While Hadoop 1.0 (the current distributions) is driving the world with increasing speed, Hadoop 2.0 has already made debut with a bigger promise of overcoming some of the limitations of Hadoop 1.0 like scalability, cluster utilisation, agility and data processing without Map Reduce.
Hadoop 1.0 does what it promises brilliantly. Map Reduce is like the backbone of Hadoop 1.0. It is very good for batch processing but not much of help for real time and near-real time processing. Again to make a job work, it has to be or converted to be a Map Reduce job. Map Reduce is great for certain types of works but does not fit for all.

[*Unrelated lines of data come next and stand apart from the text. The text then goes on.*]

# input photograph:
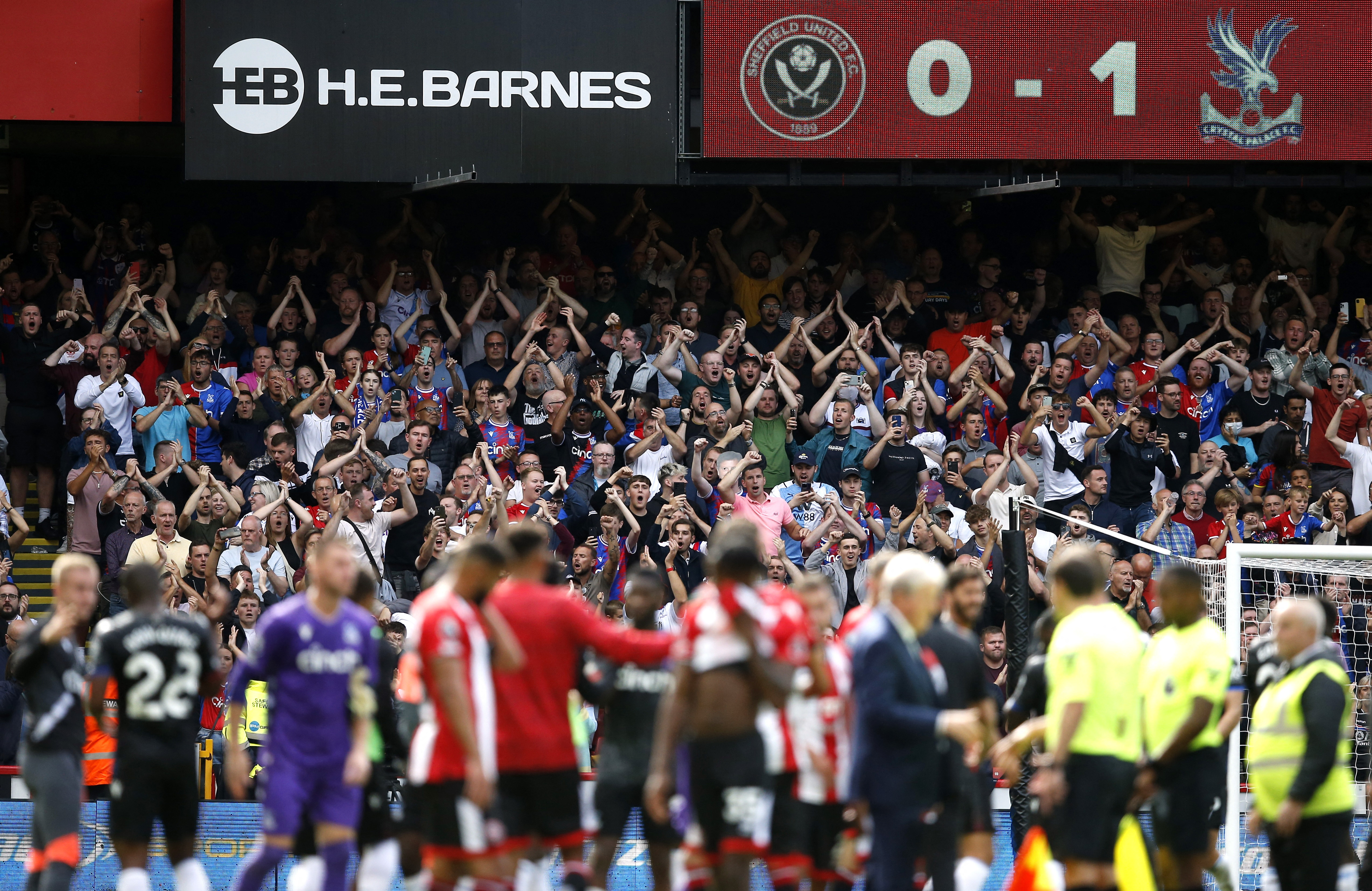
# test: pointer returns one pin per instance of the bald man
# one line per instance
(1298, 757)
(899, 723)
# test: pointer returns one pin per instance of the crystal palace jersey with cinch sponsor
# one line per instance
(500, 437)
(449, 628)
(216, 400)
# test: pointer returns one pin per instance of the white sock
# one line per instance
(190, 876)
(376, 871)
(526, 875)
(308, 875)
(134, 880)
(971, 875)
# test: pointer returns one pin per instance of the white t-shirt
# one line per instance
(374, 532)
(238, 556)
(312, 436)
(651, 462)
(118, 401)
(1057, 486)
(1360, 458)
(667, 620)
(1120, 257)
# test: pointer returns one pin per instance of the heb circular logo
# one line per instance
(803, 77)
(261, 90)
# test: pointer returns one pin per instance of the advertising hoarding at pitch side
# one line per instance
(526, 91)
(1181, 80)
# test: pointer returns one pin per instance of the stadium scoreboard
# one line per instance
(1183, 80)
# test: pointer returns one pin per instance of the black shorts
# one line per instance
(975, 802)
(375, 824)
(147, 789)
(1086, 823)
(788, 827)
(821, 827)
(452, 826)
(547, 805)
(614, 801)
(1187, 793)
(732, 794)
(36, 436)
(410, 820)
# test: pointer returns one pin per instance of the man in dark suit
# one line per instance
(902, 728)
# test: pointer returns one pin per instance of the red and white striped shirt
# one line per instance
(821, 732)
(451, 629)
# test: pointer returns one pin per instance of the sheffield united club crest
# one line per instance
(803, 77)
(1249, 72)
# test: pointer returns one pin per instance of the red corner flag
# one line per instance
(1032, 865)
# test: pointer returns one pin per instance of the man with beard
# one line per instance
(960, 846)
(346, 331)
(726, 666)
(1314, 370)
(581, 517)
(1121, 246)
(750, 289)
(215, 401)
(628, 368)
(806, 497)
(82, 363)
(33, 425)
(169, 419)
(1329, 469)
(1204, 397)
(768, 334)
(688, 316)
(538, 779)
(1290, 234)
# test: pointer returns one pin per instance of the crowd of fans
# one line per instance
(1141, 364)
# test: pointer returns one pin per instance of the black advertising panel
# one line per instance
(522, 91)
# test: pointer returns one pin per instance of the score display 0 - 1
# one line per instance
(1088, 80)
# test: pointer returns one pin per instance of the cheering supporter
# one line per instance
(768, 447)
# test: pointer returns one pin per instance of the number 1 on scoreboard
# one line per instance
(1119, 62)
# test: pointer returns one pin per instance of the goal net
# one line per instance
(1241, 591)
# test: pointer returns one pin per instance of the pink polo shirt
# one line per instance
(769, 515)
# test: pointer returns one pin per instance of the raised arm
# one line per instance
(1168, 230)
(1331, 238)
(1069, 209)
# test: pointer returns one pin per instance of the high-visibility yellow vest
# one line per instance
(98, 751)
(254, 717)
(1278, 739)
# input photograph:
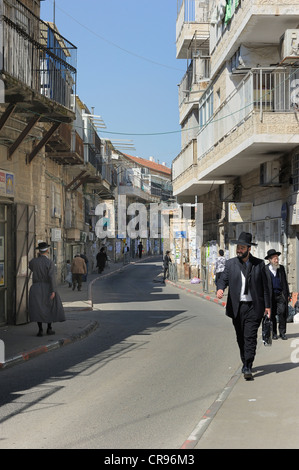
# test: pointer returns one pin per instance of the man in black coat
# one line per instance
(248, 298)
(280, 293)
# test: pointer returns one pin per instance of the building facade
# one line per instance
(239, 123)
(50, 154)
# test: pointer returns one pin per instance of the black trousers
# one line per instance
(279, 309)
(246, 325)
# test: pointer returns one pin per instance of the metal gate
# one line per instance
(25, 239)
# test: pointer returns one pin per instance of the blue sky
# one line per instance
(127, 68)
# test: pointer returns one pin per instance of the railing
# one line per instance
(262, 90)
(37, 55)
(188, 12)
(186, 159)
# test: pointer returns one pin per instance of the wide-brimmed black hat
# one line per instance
(244, 239)
(42, 246)
(272, 252)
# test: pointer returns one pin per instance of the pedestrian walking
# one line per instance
(248, 298)
(78, 268)
(140, 247)
(220, 265)
(280, 293)
(68, 278)
(45, 305)
(166, 262)
(101, 260)
(84, 276)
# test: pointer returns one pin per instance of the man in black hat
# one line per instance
(248, 298)
(280, 294)
(45, 305)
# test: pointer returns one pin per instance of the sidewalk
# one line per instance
(258, 414)
(21, 342)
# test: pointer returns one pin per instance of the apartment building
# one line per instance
(141, 184)
(238, 105)
(50, 153)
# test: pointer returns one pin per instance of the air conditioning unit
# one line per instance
(289, 44)
(269, 173)
(227, 192)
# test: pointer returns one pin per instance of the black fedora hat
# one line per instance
(244, 239)
(272, 252)
(42, 246)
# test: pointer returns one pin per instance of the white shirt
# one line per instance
(243, 297)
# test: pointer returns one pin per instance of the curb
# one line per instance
(25, 356)
(199, 294)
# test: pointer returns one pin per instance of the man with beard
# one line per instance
(279, 291)
(248, 298)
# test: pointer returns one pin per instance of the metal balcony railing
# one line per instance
(35, 54)
(262, 90)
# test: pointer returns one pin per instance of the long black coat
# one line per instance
(41, 307)
(258, 285)
(284, 284)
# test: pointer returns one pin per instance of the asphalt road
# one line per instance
(142, 380)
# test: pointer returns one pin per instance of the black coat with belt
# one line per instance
(283, 281)
(257, 283)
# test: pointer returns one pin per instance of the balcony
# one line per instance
(193, 85)
(256, 23)
(192, 27)
(257, 123)
(185, 174)
(37, 65)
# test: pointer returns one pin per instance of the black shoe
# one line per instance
(247, 374)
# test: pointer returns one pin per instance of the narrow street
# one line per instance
(142, 380)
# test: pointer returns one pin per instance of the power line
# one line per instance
(116, 45)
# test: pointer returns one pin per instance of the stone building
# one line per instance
(238, 113)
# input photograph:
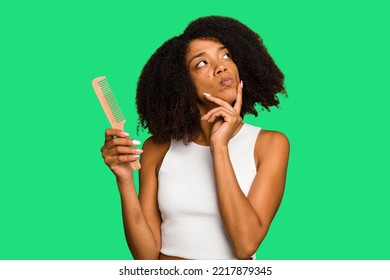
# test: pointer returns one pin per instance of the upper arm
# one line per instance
(271, 153)
(148, 185)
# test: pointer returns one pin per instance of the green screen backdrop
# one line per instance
(59, 201)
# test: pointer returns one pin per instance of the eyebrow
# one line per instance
(203, 53)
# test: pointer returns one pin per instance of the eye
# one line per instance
(201, 63)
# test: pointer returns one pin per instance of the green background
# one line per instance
(59, 201)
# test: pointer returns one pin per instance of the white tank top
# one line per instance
(191, 224)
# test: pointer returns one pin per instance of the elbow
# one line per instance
(248, 248)
(246, 252)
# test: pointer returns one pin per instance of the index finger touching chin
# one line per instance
(238, 103)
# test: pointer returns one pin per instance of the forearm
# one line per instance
(139, 236)
(241, 221)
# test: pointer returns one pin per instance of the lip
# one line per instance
(226, 81)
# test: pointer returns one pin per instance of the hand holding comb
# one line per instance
(111, 108)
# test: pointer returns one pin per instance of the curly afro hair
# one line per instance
(166, 96)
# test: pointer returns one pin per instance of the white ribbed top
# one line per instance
(191, 224)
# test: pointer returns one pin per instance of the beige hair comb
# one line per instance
(111, 108)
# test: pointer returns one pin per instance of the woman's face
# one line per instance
(212, 70)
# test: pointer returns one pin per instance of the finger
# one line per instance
(218, 112)
(238, 104)
(113, 160)
(212, 111)
(111, 132)
(217, 101)
(122, 150)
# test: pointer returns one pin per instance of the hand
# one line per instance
(118, 152)
(227, 118)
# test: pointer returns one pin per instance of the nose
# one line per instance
(220, 68)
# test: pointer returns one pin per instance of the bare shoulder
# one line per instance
(273, 144)
(154, 153)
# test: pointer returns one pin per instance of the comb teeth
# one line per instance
(110, 98)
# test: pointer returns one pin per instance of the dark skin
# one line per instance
(246, 219)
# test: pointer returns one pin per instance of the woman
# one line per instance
(209, 184)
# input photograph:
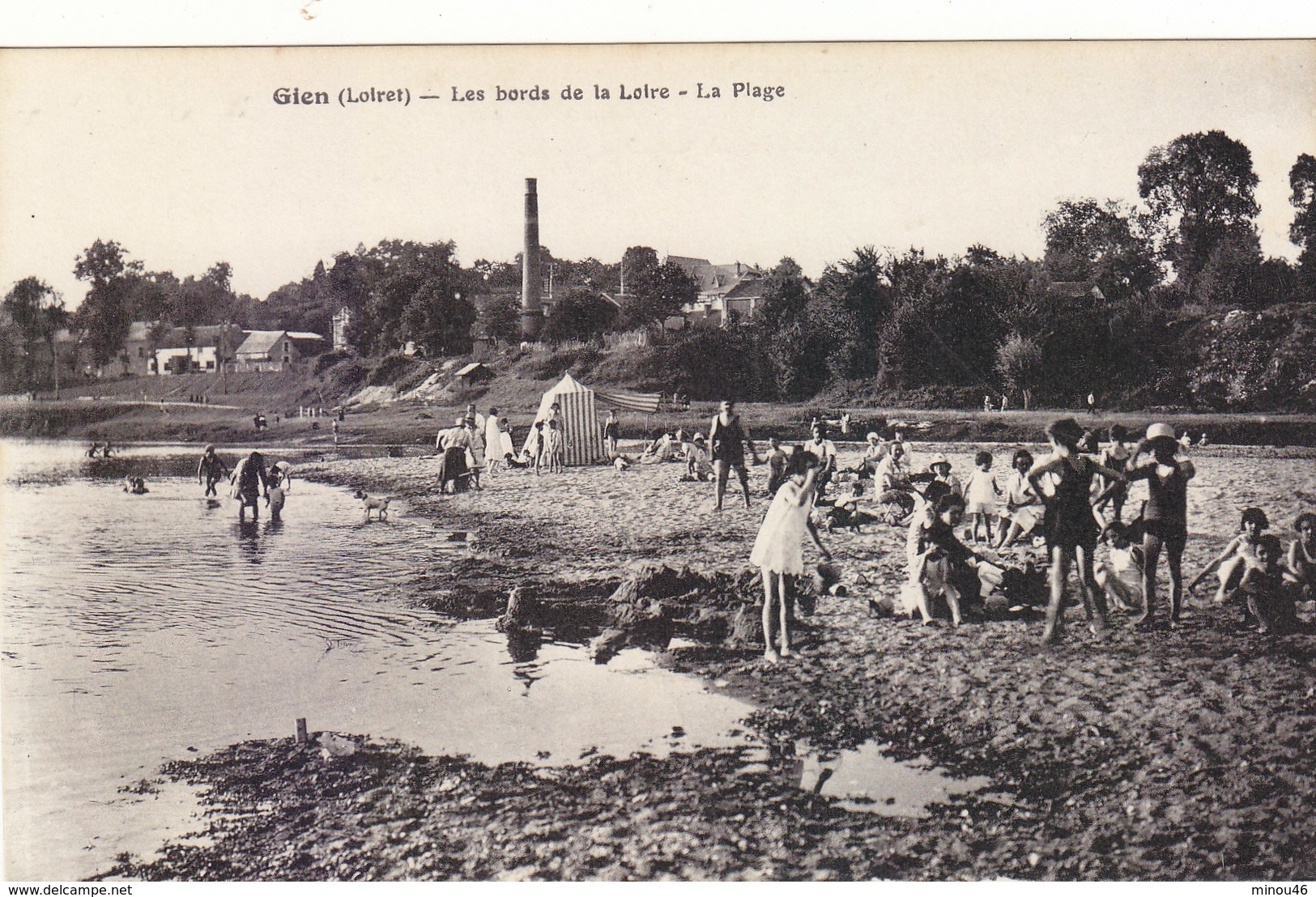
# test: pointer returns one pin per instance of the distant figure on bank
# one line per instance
(728, 438)
(211, 470)
(492, 442)
(250, 482)
(1236, 557)
(454, 444)
(611, 433)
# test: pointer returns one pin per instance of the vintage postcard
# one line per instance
(807, 462)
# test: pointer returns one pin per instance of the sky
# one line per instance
(185, 158)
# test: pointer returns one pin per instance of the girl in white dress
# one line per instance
(779, 547)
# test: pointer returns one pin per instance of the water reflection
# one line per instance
(137, 627)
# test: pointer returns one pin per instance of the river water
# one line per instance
(140, 629)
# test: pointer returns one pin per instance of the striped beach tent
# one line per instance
(579, 420)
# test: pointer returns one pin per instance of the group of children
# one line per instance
(1069, 500)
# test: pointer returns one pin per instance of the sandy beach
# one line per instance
(1170, 755)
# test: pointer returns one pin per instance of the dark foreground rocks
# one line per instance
(1168, 755)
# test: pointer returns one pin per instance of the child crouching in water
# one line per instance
(779, 547)
(981, 496)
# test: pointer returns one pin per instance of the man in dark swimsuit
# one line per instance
(728, 438)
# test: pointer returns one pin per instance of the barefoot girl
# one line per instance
(1069, 524)
(1301, 562)
(779, 547)
(1023, 507)
(1165, 517)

In terms resource management Map Reduce and Hadoop 1.0 does not guarantee 100% or effective utilisation.
YARN (Yet Another Resource Negotiator) comes as a rescue for all of the above in Hadoop 2.0 and indeed becomes the backbone. It lets any application (job) to run in Hadoop and ensure effective resource utilisation. Map Reduce now just runs as an application on top of YARN. As a developer I am more interested because YARN also provide a development framework to create applications potentially using any language, so not limited by Java.
Well, that’s Hadoop 2.0. Last Monday, Raghu Ramakrishnan, Technical Fellow and CTO Information Services of Microsoft announced at ACM SIGKDD Conference on Knowledge Discovery and Data Mining (KDD) held in Chicago that they are working on another framework, which will run on top of YARN. REEF (Retainable Evaluator Execution Framework) is a set of libraries that provides support for task monitoring and restart, data movement and communications, and distributed state management. It will be ideal to implement iterative algorithms for graph analytics and machine learning.
Ramakrishnan also told that Microsoft would open source REEF in a month time. I am quite excited and will keep following on it. As it is a MS offering I am also expecting that it will be possible to write programs on top of REEF using .Net languages.